Diri dalam bahasan yang diangkat oleh Goffman ataupu
Mead membahas mngenai ketegangan diri yang dibatasi oleh keadaan sosial. Diri
adalah suatu hal yang ada dala setiap individu yang beraneka ragam dan
mempunyai pengruh yang berbeda-beda dalam menjalankan aktivitasnya. Diri kita
selalu terpengaruh oleh keadaan lingkungan dimana kita berada. Kita dapat
menciptakan sebuah suasana baru saat kita sedang dalam keadaan sepi, ataupun
kita dapat beralaku spontan pada saat kita sedang terdesak. Diri kita selalu
memainkan perannya sesuai dengan naluri yang bekerja. Contohnya seperti pada
saat kita sedang belajar dikelas. Pada saat guru menerangkan tiba-tiba ia
menunjuk kita untuk mengulangnya. Kita tentu saja bingung untuk menjawabnya kalau
kita tidak memperhatikan penjelasan tadi. Dari itu kita paling-paling hanya
menggaruk-garuk kepala taupun geleng kepalayang berarti tanda kita tidak biasa.
Keadaan seperti itu sebenarnya sudah masuk dalam kategori berperan. Kita
sebenarnya adalah aktor walaupu kita tidak paham dengan keadaan seperti itu.
Aktor dalam menjalani peran setidaknya mampu untuk
membius penonton agar penonton terkesima atau dapat memahami suasana dan
karakter yang diperankannya. Dalam menjalankan perannya ini aktor harus bisa membawakan
karakter yang diperankan sehingga audien dapat menerimanya dengan baik, kalau
tidak penonton akan merasa jenuh atau bosan dengan pertunjukkan itu. Demikian
pula dalam kehidupan sehari-hari, kita harus bisa melakukan interaksi yang baik
dengan orang lain sehingga keberadaan kita dapat diterima orang lain.
Setidak-tidaknya kita selalu memerankan tokoh yang berwatak baik, agar orang
lain pun selalu timbal balik kepada kita. Dimana intinya kita berbuat baik dan
ingin kebaikan itu dibalas dengan kebaikan pula.

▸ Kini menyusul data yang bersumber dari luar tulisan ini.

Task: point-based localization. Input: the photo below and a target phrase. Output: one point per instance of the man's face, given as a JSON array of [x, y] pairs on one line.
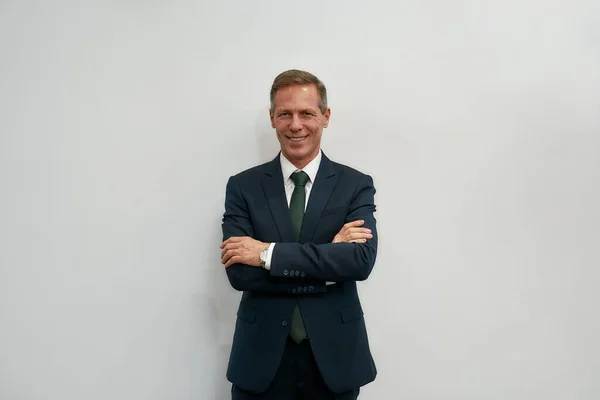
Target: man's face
[[299, 122]]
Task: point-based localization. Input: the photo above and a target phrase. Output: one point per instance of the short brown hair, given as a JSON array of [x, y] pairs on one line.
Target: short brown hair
[[298, 77]]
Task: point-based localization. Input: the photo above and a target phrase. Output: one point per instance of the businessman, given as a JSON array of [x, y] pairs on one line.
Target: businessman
[[298, 233]]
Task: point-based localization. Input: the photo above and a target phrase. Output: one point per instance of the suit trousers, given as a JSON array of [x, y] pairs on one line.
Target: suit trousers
[[297, 378]]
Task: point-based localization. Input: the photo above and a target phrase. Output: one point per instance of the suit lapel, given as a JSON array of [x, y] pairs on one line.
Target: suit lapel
[[322, 188], [275, 193]]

Kita sebagai mahluk sosial selalu mempunyai
kekurangan dan juga kelebihan, yang dalam intinya kita harus mampu menyesuaikan
diri dengan lingkungan atau suasana dimana kita berada. Penyesuaian diri ini
sangat berpengaruh terhadap diri seseorang. Jika seseorang tidak mampu untuk
menyesuaikan diri maka ia tidak akan betah atau bosan dengan keadaan seperti
itu. Mungkin ia akan merasa grogi, bingung, ataupun diam membisu. Demikian pula
dalam pentas pertunjukkan, kita diwajibkan harus mampu untuk menyesuaikan diri
agar kita tidak merasa terganggu konsentrasi kita. Sebab jika kita sudah
kehilangan konsentrasi dalam pertunjukkan atau dalam kehidupan sehari-hari,
kita akan bersikap tidak sesuai dengan keadaan kita disaat kondisi sedang
normal atau yang lebih parah kita bisa melakukan hal-hal yang anarkis. Keadaan
yang semacam ini yang dalam bahasa Goffman disebut dengan manajemen pengaruh.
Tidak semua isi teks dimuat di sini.